/ 21 December 2017

Going back isn’t going home

Besides his parents
Besides his parents

More than material, the cost of going home is emotional. If you, as in my case, left your hometown, as Hendrix would have (with the thought of buying it and fitting it in your shoe), the annual goduka ritual is more an act of dislocation than it is of completion.

Besides my parents, only a few childhood friends hold up Durban as an idea of home.

Perhaps because mourning forced separation, reunions with friends are desperate. They inevitably involve spontaneous sleepovers and a chance for my son to play with vaguely familiar children he will never form any lasting bonds with. We have become our parents, forgetting to pack things, going on trips we can ill afford, yet dreading another whole year of ridiculous school fees.

As a friend once said, having children and going on holiday are rich men’s sports. Wish the fucker had told me sooner. The reasons I partake in the latter are now purely anthropological, sometimes financial. The travel must pay me. If not now then later in life, one way or the other.

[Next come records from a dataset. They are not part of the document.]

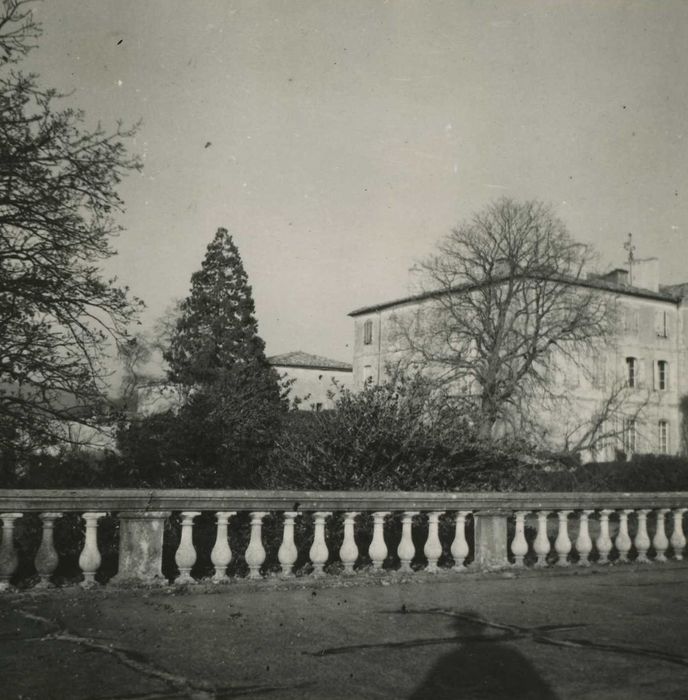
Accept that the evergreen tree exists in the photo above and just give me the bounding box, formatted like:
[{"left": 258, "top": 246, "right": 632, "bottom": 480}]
[{"left": 165, "top": 228, "right": 270, "bottom": 385}]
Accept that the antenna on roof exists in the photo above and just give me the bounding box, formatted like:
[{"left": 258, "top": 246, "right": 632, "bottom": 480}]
[{"left": 624, "top": 233, "right": 635, "bottom": 286}]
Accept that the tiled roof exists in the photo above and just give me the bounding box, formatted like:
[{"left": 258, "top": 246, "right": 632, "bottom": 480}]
[
  {"left": 268, "top": 350, "right": 353, "bottom": 372},
  {"left": 349, "top": 277, "right": 682, "bottom": 316}
]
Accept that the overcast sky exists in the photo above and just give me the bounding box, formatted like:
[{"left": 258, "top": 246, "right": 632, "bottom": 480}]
[{"left": 21, "top": 0, "right": 688, "bottom": 361}]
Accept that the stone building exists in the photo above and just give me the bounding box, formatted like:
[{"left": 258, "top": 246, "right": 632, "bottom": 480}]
[
  {"left": 136, "top": 350, "right": 352, "bottom": 416},
  {"left": 349, "top": 258, "right": 688, "bottom": 459}
]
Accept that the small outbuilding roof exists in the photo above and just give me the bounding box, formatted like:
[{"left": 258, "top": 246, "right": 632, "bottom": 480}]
[
  {"left": 349, "top": 276, "right": 688, "bottom": 318},
  {"left": 268, "top": 350, "right": 353, "bottom": 372}
]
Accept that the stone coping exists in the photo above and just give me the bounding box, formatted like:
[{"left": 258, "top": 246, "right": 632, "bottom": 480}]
[{"left": 0, "top": 489, "right": 688, "bottom": 517}]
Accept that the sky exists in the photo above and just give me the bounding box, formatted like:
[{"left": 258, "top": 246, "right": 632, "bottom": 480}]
[{"left": 20, "top": 0, "right": 688, "bottom": 361}]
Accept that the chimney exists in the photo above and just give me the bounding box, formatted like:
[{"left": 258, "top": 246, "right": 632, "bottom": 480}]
[
  {"left": 629, "top": 258, "right": 659, "bottom": 292},
  {"left": 595, "top": 267, "right": 628, "bottom": 285}
]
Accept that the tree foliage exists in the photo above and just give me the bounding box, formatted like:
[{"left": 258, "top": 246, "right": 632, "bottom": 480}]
[
  {"left": 394, "top": 199, "right": 610, "bottom": 438},
  {"left": 165, "top": 228, "right": 271, "bottom": 385},
  {"left": 0, "top": 0, "right": 140, "bottom": 450}
]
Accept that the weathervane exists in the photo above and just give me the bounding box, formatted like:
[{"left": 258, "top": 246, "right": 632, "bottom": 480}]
[{"left": 624, "top": 233, "right": 635, "bottom": 285}]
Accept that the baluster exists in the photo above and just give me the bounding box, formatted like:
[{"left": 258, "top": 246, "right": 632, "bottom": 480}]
[
  {"left": 34, "top": 513, "right": 62, "bottom": 588},
  {"left": 277, "top": 511, "right": 299, "bottom": 578},
  {"left": 554, "top": 510, "right": 572, "bottom": 566},
  {"left": 652, "top": 508, "right": 669, "bottom": 561},
  {"left": 595, "top": 508, "right": 614, "bottom": 564},
  {"left": 79, "top": 513, "right": 107, "bottom": 588},
  {"left": 339, "top": 511, "right": 359, "bottom": 574},
  {"left": 576, "top": 510, "right": 595, "bottom": 566},
  {"left": 533, "top": 510, "right": 550, "bottom": 566},
  {"left": 511, "top": 510, "right": 529, "bottom": 567},
  {"left": 244, "top": 511, "right": 267, "bottom": 578},
  {"left": 210, "top": 511, "right": 236, "bottom": 583},
  {"left": 0, "top": 513, "right": 23, "bottom": 591},
  {"left": 670, "top": 508, "right": 688, "bottom": 561},
  {"left": 633, "top": 508, "right": 650, "bottom": 564},
  {"left": 174, "top": 510, "right": 200, "bottom": 584},
  {"left": 423, "top": 510, "right": 444, "bottom": 574},
  {"left": 368, "top": 511, "right": 389, "bottom": 569},
  {"left": 308, "top": 511, "right": 332, "bottom": 576},
  {"left": 397, "top": 510, "right": 418, "bottom": 571},
  {"left": 614, "top": 509, "right": 633, "bottom": 563},
  {"left": 450, "top": 510, "right": 471, "bottom": 571}
]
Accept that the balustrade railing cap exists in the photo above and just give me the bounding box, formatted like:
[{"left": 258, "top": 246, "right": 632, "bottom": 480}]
[{"left": 0, "top": 489, "right": 688, "bottom": 517}]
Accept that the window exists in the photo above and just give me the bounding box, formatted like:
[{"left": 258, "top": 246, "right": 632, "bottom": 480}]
[
  {"left": 592, "top": 354, "right": 607, "bottom": 387},
  {"left": 363, "top": 365, "right": 373, "bottom": 384},
  {"left": 363, "top": 321, "right": 373, "bottom": 345},
  {"left": 655, "top": 311, "right": 669, "bottom": 338},
  {"left": 626, "top": 357, "right": 638, "bottom": 388},
  {"left": 623, "top": 418, "right": 636, "bottom": 457},
  {"left": 657, "top": 420, "right": 669, "bottom": 454},
  {"left": 657, "top": 360, "right": 669, "bottom": 391}
]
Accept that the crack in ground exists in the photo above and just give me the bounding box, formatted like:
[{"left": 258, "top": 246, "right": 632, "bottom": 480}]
[
  {"left": 14, "top": 609, "right": 303, "bottom": 700},
  {"left": 302, "top": 607, "right": 688, "bottom": 667}
]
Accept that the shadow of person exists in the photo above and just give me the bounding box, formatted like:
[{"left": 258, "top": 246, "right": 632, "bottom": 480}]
[{"left": 409, "top": 611, "right": 557, "bottom": 700}]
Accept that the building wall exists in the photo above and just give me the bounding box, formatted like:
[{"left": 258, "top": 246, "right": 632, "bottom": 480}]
[{"left": 353, "top": 294, "right": 688, "bottom": 458}]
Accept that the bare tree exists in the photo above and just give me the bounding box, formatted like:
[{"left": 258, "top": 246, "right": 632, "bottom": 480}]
[
  {"left": 0, "top": 0, "right": 140, "bottom": 450},
  {"left": 393, "top": 199, "right": 613, "bottom": 438}
]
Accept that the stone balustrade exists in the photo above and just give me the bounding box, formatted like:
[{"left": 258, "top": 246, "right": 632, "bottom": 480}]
[{"left": 0, "top": 490, "right": 688, "bottom": 590}]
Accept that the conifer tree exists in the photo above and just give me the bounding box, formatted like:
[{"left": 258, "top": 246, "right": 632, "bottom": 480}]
[
  {"left": 165, "top": 228, "right": 269, "bottom": 385},
  {"left": 153, "top": 228, "right": 283, "bottom": 488}
]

I didn’t grow up with Christmas trees and wrapped presents on the 25th, so the pressure of always bearing expensive gifts at the end of the year isn’t quite there. But I was born after a particularly generous sibling, so the end of the year usually means trying hard not to look like the stingiest member of the family, which I am.

My parents live in a housing complex not far from the Durban beachfront. In December, it is like being at the scene of a seasonal human tsunami. No, it is not the centre of all the extended family activity. It is just (almost) at the centre of human beach traffic that could swallow you.

Seeing them in December is not a good look. I spend most days horizontal, my body taking days to acclimatise to the high levels of humidity. I’m a case for the paramedics, being fanned back to life and fed.

My mum will spend these days refusing to let me stuff folded R100 notes into her palms. (What is expected of me are not piecemeal contributions but a holistic appraisal of my parents’ lives as pensioners.) Added to this will be the role of grandmother where, for a few days to a week, she will allow me again to slip off to some unclearly explained destination all for the pleasure of bonding with a five-year-old who spent the entire year telling me what his holiday plans were — in a word, “Durban”.

Think of all that that word means to a little spring-legged kid. He is one for simple pleasures. As long as he can ride his bike along the promenade, wrestle with his grandfather and get toppled over by a wave in the ocean, he is cool.

I avoided this annual age-old ritual, told about orally and in history books, until I could no longer dodge it.

And now, when I have made begrudging peace with it, it is no longer about me.